Tuesday, May 1, 2012

Asenath

"Holy to Anath" (Anath or Anat is a northwest Semetic goddess for violent war.)

She was the wife to Joseph and mother to Manasseh and Ephraim.

Scriptures to read:
Genesis 41:45, 50; 46:20

As I read these chapter I wondered a few things:
Was she an Egyptian?
Was she an Israelite?
Was she a Hyksos?
Did Joseph marry outside of the covenant?
Is she a descendant of Ham and her descendants unworthy of the priesthood?

I decided that I would need to dig around for some answers.

The question I continued asking myself as I read of Joseph and his family was, "Where in the world did Asenath come from and how did it not ruin the priesthood lineage?" I kept thinking she was a descendent of Ham b/c she was Egyptian.
At first, I thought, "perhaps it only follows the father's lineage." That would be too easy though so I kept digging.
Genesis 41:45 says she is the daughter of Potipherah who is a priest of On (oldest city of ancient Egypt, also called Heliopolis, which means "City of the Sun" or "City of the Light".)
She was a pagan and had poor lineage but she's still the mother of Manasseh and Ephraim? This just wasn't adding up so I kept on digging.
In the apocrypha, we learn Asenath actually turned down several suitors because she was in love with Joseph. Joseph, however, refused to marry a pagan so she locked herself in a tower and rejected her idols and accepted Joseph's God (Yahweh). Basically, she converted so she and Joseph married.
Well, that answers the question about the idols but what about her lineage?
On lds.org I found something called "Asenath an Egyptian?" It stems from the article "Joseph, Model of Excellence" from 1980.  In order to understand her roots, you must know a bit of Egyptian history. The Hyksos people took over the eastern Nile Delta during the 12th dynasty. They first appeared in Egypt during the 11th dynasty. It was a multi-ethnic group in search of many different things from war to slaves to agriculture.

Asenath an Egyptian?

In his article entitled “Joseph, Model of Excellence” (Sept. 1980, p. 9), the author writes that Joseph’s wife, Asenath, “was not only Egyptian, but a daughter of an Egyptian priest,” thus conveying the idea that her two sons, Ephraim and Manessah, were of “half-Egyptian” blood.

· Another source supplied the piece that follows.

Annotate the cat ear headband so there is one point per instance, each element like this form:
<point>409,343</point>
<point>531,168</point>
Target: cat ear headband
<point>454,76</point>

If that were so, then both of them would have been of a lineage which at that time “could not have the rights of Priesthood” (Abr. 1:27).
Actually, the Pharaoh of Joseph’s time was not Egyptian by blood, but was of the Hyksos, a nomadic people who swept into Egypt from the Arabian peninsula. The Hyksos were a Semitic people, which made them distant relatives of Joseph and his family. Asenath was a descendant of these Semitic Hyksos, not an Egyptian.
Albert S. Paskett Grantsville, Utah
The language used does permit confusion. Yes, Asenath was of the Semitic Hyksos people who were ruling Egypt in the days of Joseph. However, because they had conquered Egypt and were living there for a number of generations, it is also appropriate to identify them as Egyptians, just as it is possible to identify U.S. citizens of Danish or German or English extraction as Americans. The author was discussing national homeland boundaries, not racial origin or lineage.